Alphabet and Blackstone are forming an AI cloud company targeting 500 MW of compute by 2027, powered mainly by Google's own TPU chips — a direct challenge to Nvidia's data-center dominance and CoreWeave's head start.

01

What exactly is this new venture?

Alphabet and private-equity giant Blackstone are setting up a joint AI cloud company, targeting 500 megawatts of compute capacity before 2027.
The critical detail: the venture will run primarily on Google's in-house Tensor Processing Units (TPUs), not Nvidia GPUs.
This means → Google is pushing its custom chips from an internal tool to an externally sold service — a commercial ambition upgrade.
02

Why should Nvidia be nervous?

Nvidia currently dominates the data-center market. Its chip designs account for 86% of data-center revenue.
Latest earnings: Nvidia posted $81.6 billion in Q1 FY2027 revenue, up 85% year-over-year, with non-GAAP EPS of $1.87, up 140%.
In plain terms = Nvidia's business has never been better, but Google, Apple, Amazon, and Microsoft are all building custom chips — the biggest customers are becoming competitors.
03

Where does Alphabet's $185 billion capex go?

Alphabet's capital expenditure plan for this year totals $185 billion, mostly earmarked for data-center construction.
As TPU deployment ramps up, part of that spend will likely shift away from Nvidia processors toward in-house chips.
This reflects a structural trend: tech giants no longer want to just buy someone else's chips — they want to build, use, and resell their own.
04

How long can CoreWeave's first-mover advantage hold?

CoreWeave currently has a head start, and Nvidia recently invested $2 billion in the company.
But Bernstein analyst Madison Rezaei warns that Google's entry could become "more aggressive competition," squeezing CoreWeave's pricing power and margins on new contracts.
Put simply = Google doesn't need to win the whole market.
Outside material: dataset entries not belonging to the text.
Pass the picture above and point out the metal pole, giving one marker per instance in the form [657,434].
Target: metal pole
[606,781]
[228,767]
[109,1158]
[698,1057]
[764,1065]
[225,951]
Just offering an alternative gives customers leverage at the negotiating table — CoreWeave's bargaining position gets diluted.
05

High debt meets a heavyweight rival — where's the risk?

CoreWeave plans to scale AI compute to over 5 gigawatts by 2030, taking on significant debt to do so.
The AI cloud market is projected to reach roughly $400 billion by 2031 — a large enough pie, but a major new player just showed up.
This means → For a company expanding on borrowed money, compressed pricing power is the most dangerous signal — revenue expectations fall, but the debt doesn't.
Google enters AI cloud — are Nvidia and CoreWeave really in danger?
BULL
The moat still holds
Nvidia accounts for 86% of data-center revenue; ecosystem lock-in is hard to break short-term.
TPU is unproven externally
Google's custom chips have been mostly internal; commercial deployment is still early-stage.
BEAR
Customers turning competitors
Google, Apple, Amazon, and Microsoft are all building custom chips — the biggest buyers are de-risking away from Nvidia.
CoreWeave's leverage problem
When pricing power shrinks, highly leveraged companies get hurt the most.
In plain terms = Nvidia's near-term numbers are untouchable, but its biggest customers are all building alternatives — this isn't a one-quarter story, it's the industry structure shifting.

Content is for reference only, not financial advice.